Editor: Paul L. Caron, Dean
Pepperdine University School of Law

Thursday, January 30, 2014

Rosenthal Presents Local Public School Finance in a Time of Institutional Change Today at UCLA

RosentahlHoward Rosenthal (NYU, Department of Politics) presents The Twilight of the Setter? Local Public School Finance in a Time of Institutional Change (with Sean Corcoran (NYU, School of Culture, Education, and Human Development) & Thomas Romer (Princeton, Woodrow Wilson School of Public and International Affairs)) at UCLA today as part of its Tax Policy and Public Finance Colloquium hosted by Jason Oh, Kirk Stark, and Alexander Wu:

The operation and financing of primary and secondary public schools in the US is highly decentralized. Most of the budget of each of the 13,000+ school districts comes from a combination of local and state revenues. State constitutions and statutes determine the degree of local district autonomy and scope of taxing power.

As part of an ongoing project on the political economy of education finance, this paper reports on some developments in school spending in one state during a time when some of the state’s constitutional rules governing local school district taxing powers changed. In part, the paper provides a replication of tests of a model of bureaucratic agenda-setting in the financing of elementary and secondary public education.

In that agenda-setting model, a budget-maximizing agenda setter makes a proposal for a locally funded operating levy that must be approved by a referendum. In the basic model, the referendum is modeled as an ultimatum game where the agenda setter makes a take-it-or leave-it proposal to some pivotal voter. If a majority of the electorate rejects the proposal, the levy is an exogenously specified reversion level. The optimal, budget-maximizing proposal makes the pivotal voter indifferent between the proposal and the reversion. If the reversion is less than the most preferred level of spending of the pivotal voter, spending will be higher than this most preferred level. Hence, for low reversions, spending would exceed the level predicted by a median voter model (Romer and Rosenthal, Pub. Choice 1978, QJE 1979).

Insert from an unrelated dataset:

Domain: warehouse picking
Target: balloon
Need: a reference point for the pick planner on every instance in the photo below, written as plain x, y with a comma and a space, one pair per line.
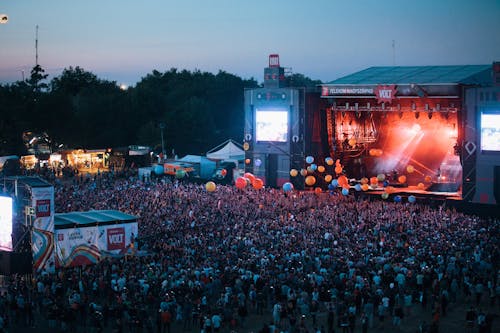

The original tests of this model used data from K-12 Oregon school districts with enrollments greater than 200 students for the school year 1971-72. The basic result was that a low reversion raised levies by as much as15 percent. More detailed results, e.g., about the situation in high-reversion districts, and the pattern of proposals and voting in referenda were also consistent with the model (Romer and Rosenthal, Econ. Inq. 1982; Filimon, Romer, and Rosenthal, J. Pub. Ec. 1982). We present here a replication of some of that earlier work using data for the 1982-83 through 1990-91 school years. During the first five years of that period, the constitutionally-defined rules were essentially the same as they were in 1971-72. Midway through the 1980s, the rules were changed, so the latter part of the period allows us to look at the response of districts to the changes.